Deep learning methods
Below are previews of methods relating to all of the above architectures:
- Backpropagation – a basic learning algorithm for supervised multi-tier, unidirectional neural networks. By using a specific method of propagating network learning errors created at its output, i.e. sending them from the output layer to the input layer, the backward propagation algorithm has become one of the most effective network learning algorithms.
- Gradient descent . The intuitive way of thinking about the simple gradient method is to imagine the way of the river that comes from the top of the mountain. The purpose of the gradient is exactly what the river wants to do – namely, reach the lowest point at the foot of the mountain.
- Learning Rate Decay. Adjusting the learning speed to the gradient descent optimization procedure can increase productivity and reduce training time. Sometimes this is called annealing speed of learning or adaptive learning indicators.
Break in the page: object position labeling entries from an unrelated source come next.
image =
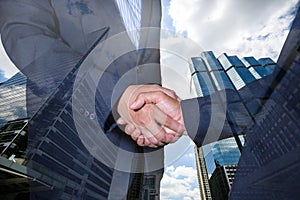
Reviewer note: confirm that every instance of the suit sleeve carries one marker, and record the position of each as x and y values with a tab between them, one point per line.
30	35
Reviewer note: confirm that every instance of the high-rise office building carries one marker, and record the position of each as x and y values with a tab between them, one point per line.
269	164
52	161
211	74
13	99
221	181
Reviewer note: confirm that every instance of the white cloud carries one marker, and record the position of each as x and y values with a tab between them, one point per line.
246	28
180	183
6	65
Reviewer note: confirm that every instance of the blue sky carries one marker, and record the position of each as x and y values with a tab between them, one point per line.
238	27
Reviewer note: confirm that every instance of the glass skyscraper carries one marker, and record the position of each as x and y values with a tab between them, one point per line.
211	74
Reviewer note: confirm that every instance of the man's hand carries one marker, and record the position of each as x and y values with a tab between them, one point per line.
154	118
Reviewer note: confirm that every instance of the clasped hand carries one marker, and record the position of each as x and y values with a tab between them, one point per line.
151	114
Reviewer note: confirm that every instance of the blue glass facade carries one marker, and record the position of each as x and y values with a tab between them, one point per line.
212	74
268	167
The simplest and perhaps the most commonly used adaptation of learning speed during training are techniques that reduce the speed of learning over time. They have the advantage of making big changes at the beginning of the training procedure when higher learning speeds are used and the learning speed is reduced, so that a smaller rate, and therefore less training updates, are introduced to the weights later in the training procedure. The result of this is the early early learning of good weights and subsequent fine-tuning of them.
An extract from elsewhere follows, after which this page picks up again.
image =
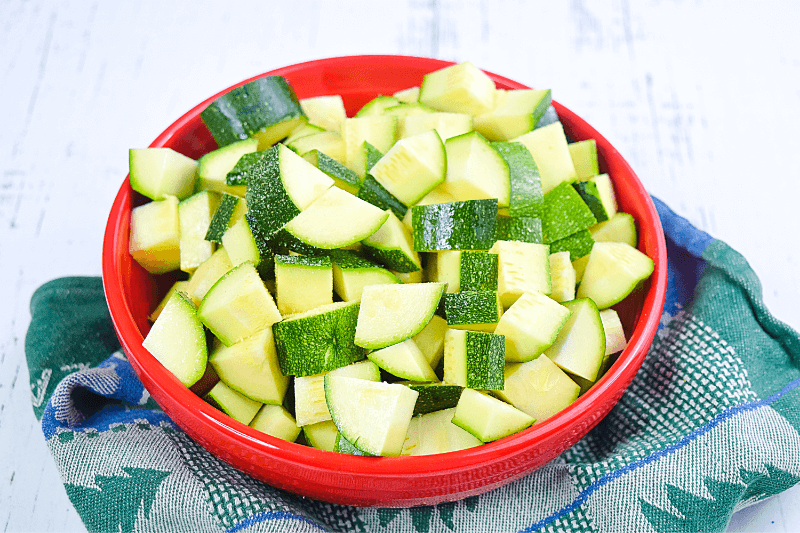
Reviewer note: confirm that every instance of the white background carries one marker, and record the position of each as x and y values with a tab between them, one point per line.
702	98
- Dropout. Deep neural networks with a large number of parameters are very efficient machine learning systems. Howeever, Overfitting is a serious problem in such networks. Large networks are also slow to use, which makes it difficult to deal with pre-training by combining the predictions of many different large neural networks during the test. Dropout is a technique to solve this problem.
- Max Pooling is based on samples of the process of digitization. The goal is to sample the input representation (image, hidden layer output matrix, etc.), Reduce its dimensions and allow assumptions about objects contained in sub-regions.
- Batch Normalization helps with fine tuning of deep networks for weight initialization and learning parameters.
- Long Short-Term Memory. LSTM network has the following three aspects that distinguish it from the usual neuron in a recursive neural network: It has control over when to let go into the neuron. He has control over when to remember what has been calculated in the previous time step. He has control over the decision when to pass the output to the next time stamp. The beauty of LSTM is that it decides it all based on the current input data.
- Skip-gram.The purpose of the word-embedding models is to learn a multidimensional dense representation for each term of the dictionary in which the similarity between the embedding vectors shows semantical or syntactical similarity between the respective words. Skip-gram is a model for learning algorithms for embedding words. The main idea of the skip-gram model (and many other models of word embedding) is as follows: two dictionary terms are similar if they have a similar context.
- Transfer Learning. The general idea is to use the knowledge that the model learned from the task, which is available in a number of labeled training data to a new job, in which we do not have too much data. Instead of starting from scratch learning, you start from the patterns that you have learned to solve related tasks.
Deep Learning is strongly focused on technology. There are not many specific explanations for each of the new ideas. Most new ideas appeared along with the experimental results to prove that they work.